Assume that we are interested in measuring the **strength of association** between \(x\) and \(y\).

We can use a graphical display to provide an initial description of the relationship: it appears that the observations lie around a **hidden line**.

For paired data \((x_i,y_i)\), \(i=1,\ldots,n\), the **sample correlation coefficient** of \(x\) and \(y\) is \[\rho_{XY} = \frac{\sum (x_i-\overline{x})(y_i-\overline{y})}{\sqrt{\sum (x_i-\overline{x})^2\sum (y_i-\overline{y})^2}} =\frac{S_{xy}}{\sqrt{S_{xx}\,S_{yy}}}.\]

The coefficient \(\rho_{XY}\) is defined only if \(S_{xx}\neq 0\) and \(S_{yy}\neq 0\), i.e. if neither \(x_i\) nor \(y_i\) are constant.

The variables \(x\) and \(y\) are **uncorrelated** if \(\rho_{XY}=0\) (or is very small, in practice), and **correlated** if \(\rho_{XY} \neq 0\) (or if \(|\rho_{XY}|\) is “large”, in practice).

**Example:** for the data on the previous page, we have \[S_{xy}\approx 10.18,\ S_{xx}\approx 0.68,\ S_{yy}\approx 173.38,\] so that \[\rho_{XY} \approx \frac{10.18}{\sqrt{0.68\cdot 173.38}}\approx 0.94.\]
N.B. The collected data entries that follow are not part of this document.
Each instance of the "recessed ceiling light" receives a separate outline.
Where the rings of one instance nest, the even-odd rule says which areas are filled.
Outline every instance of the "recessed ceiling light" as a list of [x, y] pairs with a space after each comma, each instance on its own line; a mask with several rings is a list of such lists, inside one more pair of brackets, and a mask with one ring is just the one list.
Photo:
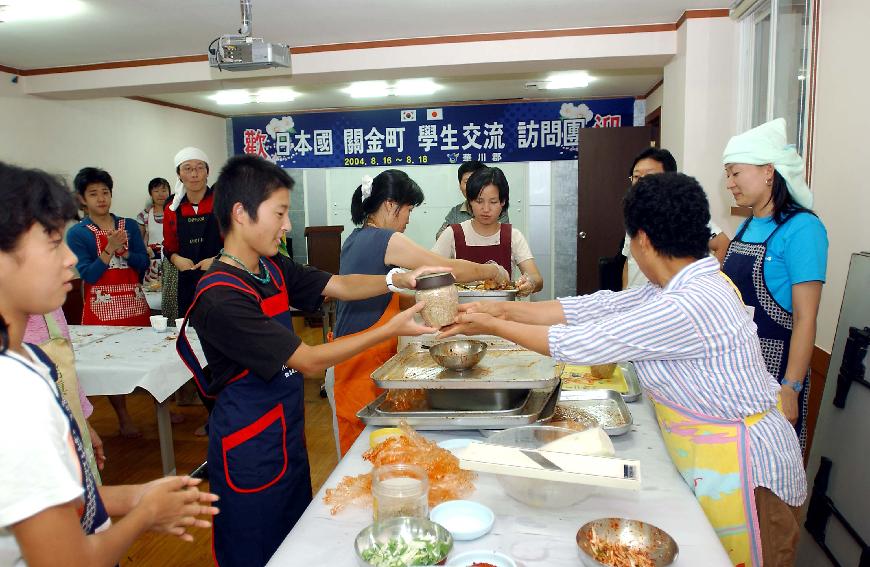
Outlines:
[[375, 98], [389, 96], [390, 87], [386, 81], [358, 81], [342, 89], [342, 92], [349, 94], [351, 98]]
[[297, 96], [299, 96], [299, 93], [286, 87], [260, 89], [254, 94], [254, 97], [257, 99], [256, 102], [290, 102]]
[[547, 77], [547, 82], [542, 85], [545, 89], [576, 89], [588, 87], [594, 81], [586, 71], [568, 71], [565, 73], [553, 73]]
[[432, 79], [404, 79], [396, 82], [393, 94], [396, 96], [429, 95], [442, 89], [442, 86]]
[[248, 104], [254, 102], [254, 97], [245, 89], [218, 91], [208, 97], [218, 104]]
[[54, 20], [84, 9], [81, 0], [0, 0], [0, 22]]

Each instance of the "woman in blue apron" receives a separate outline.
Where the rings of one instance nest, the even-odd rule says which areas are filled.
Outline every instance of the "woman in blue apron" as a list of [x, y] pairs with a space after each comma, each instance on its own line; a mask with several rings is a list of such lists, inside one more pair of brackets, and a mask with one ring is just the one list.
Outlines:
[[728, 247], [722, 270], [752, 308], [767, 370], [782, 384], [783, 411], [806, 448], [809, 367], [828, 258], [822, 221], [804, 163], [786, 144], [785, 120], [762, 124], [728, 142], [726, 186], [751, 207]]
[[[214, 213], [224, 236], [219, 260], [200, 280], [178, 352], [209, 417], [210, 487], [221, 497], [214, 555], [222, 567], [265, 565], [311, 501], [302, 375], [322, 371], [399, 334], [433, 332], [413, 322], [422, 307], [346, 340], [309, 347], [293, 332], [291, 305], [315, 311], [324, 296], [353, 301], [387, 293], [384, 276], [333, 276], [278, 253], [290, 229], [293, 180], [254, 156], [230, 159]], [[424, 270], [396, 274], [413, 287]], [[196, 329], [208, 361], [187, 340]]]
[[[57, 369], [23, 344], [29, 313], [50, 313], [71, 289], [76, 256], [63, 241], [75, 215], [54, 177], [0, 163], [0, 558], [4, 564], [117, 564], [143, 532], [186, 540], [196, 515], [217, 513], [189, 477], [99, 487]], [[124, 516], [113, 525], [109, 514]], [[95, 536], [99, 534], [99, 536]], [[95, 537], [90, 537], [95, 536]]]

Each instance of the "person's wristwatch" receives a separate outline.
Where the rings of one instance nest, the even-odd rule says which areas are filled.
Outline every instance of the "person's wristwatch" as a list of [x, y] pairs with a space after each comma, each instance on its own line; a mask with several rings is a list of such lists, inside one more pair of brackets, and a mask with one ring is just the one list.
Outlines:
[[780, 383], [780, 385], [782, 385], [786, 388], [791, 388], [792, 390], [794, 390], [798, 394], [800, 394], [801, 390], [804, 389], [804, 381], [803, 380], [798, 380], [797, 382], [792, 382], [788, 378], [783, 378], [782, 380], [779, 381], [779, 383]]

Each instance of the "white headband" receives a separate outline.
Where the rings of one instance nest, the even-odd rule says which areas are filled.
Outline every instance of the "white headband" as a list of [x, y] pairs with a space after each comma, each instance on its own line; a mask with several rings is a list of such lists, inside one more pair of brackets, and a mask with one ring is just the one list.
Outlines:
[[[182, 163], [192, 159], [198, 159], [208, 165], [208, 156], [205, 155], [204, 151], [199, 148], [194, 148], [193, 146], [187, 146], [186, 148], [181, 148], [181, 150], [175, 154], [175, 169], [178, 169]], [[181, 200], [184, 199], [186, 193], [187, 192], [184, 190], [184, 183], [179, 179], [175, 182], [175, 195], [172, 197], [172, 204], [169, 205], [169, 209], [172, 211], [178, 210], [179, 205], [181, 205]]]

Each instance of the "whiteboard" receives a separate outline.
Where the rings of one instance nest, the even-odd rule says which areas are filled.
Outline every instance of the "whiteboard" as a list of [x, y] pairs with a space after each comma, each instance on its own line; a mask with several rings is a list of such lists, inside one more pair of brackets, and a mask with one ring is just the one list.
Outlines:
[[[528, 164], [499, 163], [497, 167], [504, 172], [510, 186], [508, 212], [511, 224], [527, 236]], [[340, 167], [326, 170], [327, 224], [344, 225], [345, 230], [341, 233], [342, 244], [355, 228], [350, 218], [350, 200], [353, 192], [362, 182], [364, 175], [375, 177], [385, 169], [387, 168]], [[405, 235], [424, 248], [432, 248], [435, 245], [435, 233], [441, 228], [447, 212], [462, 201], [462, 193], [459, 192], [456, 178], [459, 166], [411, 165], [393, 169], [407, 173], [417, 182], [425, 195], [423, 204], [415, 207], [411, 213]]]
This can also be computed directly in `R`

:

```
(Sxx = sum((x-mean(x))^2))
(Syy = sum((y-mean(y))^2))
(Sxy = sum((x-mean(x))*(y-mean(y))))
(rho = Sxy/sqrt(Sxx*Syy))
```

```
[1] 0.68088
[1] 173.3769
[1] 10.17744
[1] 0.9367154
```

or by using the `cor()`

function:

`[1] 0.9367154`

#### Properties

\(\rho_{XY}\) is unaffected by changes of scale or origin. Adding constants to \(x\) does not change \(x-\overline x\) (similarly for \(y-\overline{y}\)) and multiplying \(x\) and \(y\) by constants changes both the numerator and denominator equally;

\(\rho_{XY}\) is symmetric in \(x\) and \(y\) (i.e. \(\rho_{XY}=\rho_{YX}\)) and \(-1 \leq \rho_{XY} \leq 1\); if \(\rho_{XY}=\pm 1\), then the observations \((x_i, y_i)\) all lie on a straight line with a positive (or negative) slope;

the sign of \(\rho_{XY}\) reflects the trend of the points;

a high correlation coefficient value \(|\rho_{XY}|\) does not necessarily imply a

**causal relationship**between the two variables;note that \(x\) and \(y\) can have a very strong

**non-linear**relationship without \(\rho_{XY}\) reflecting it (\(-0.12\) on the left, \(0.93\) on the right in Figure 4.6).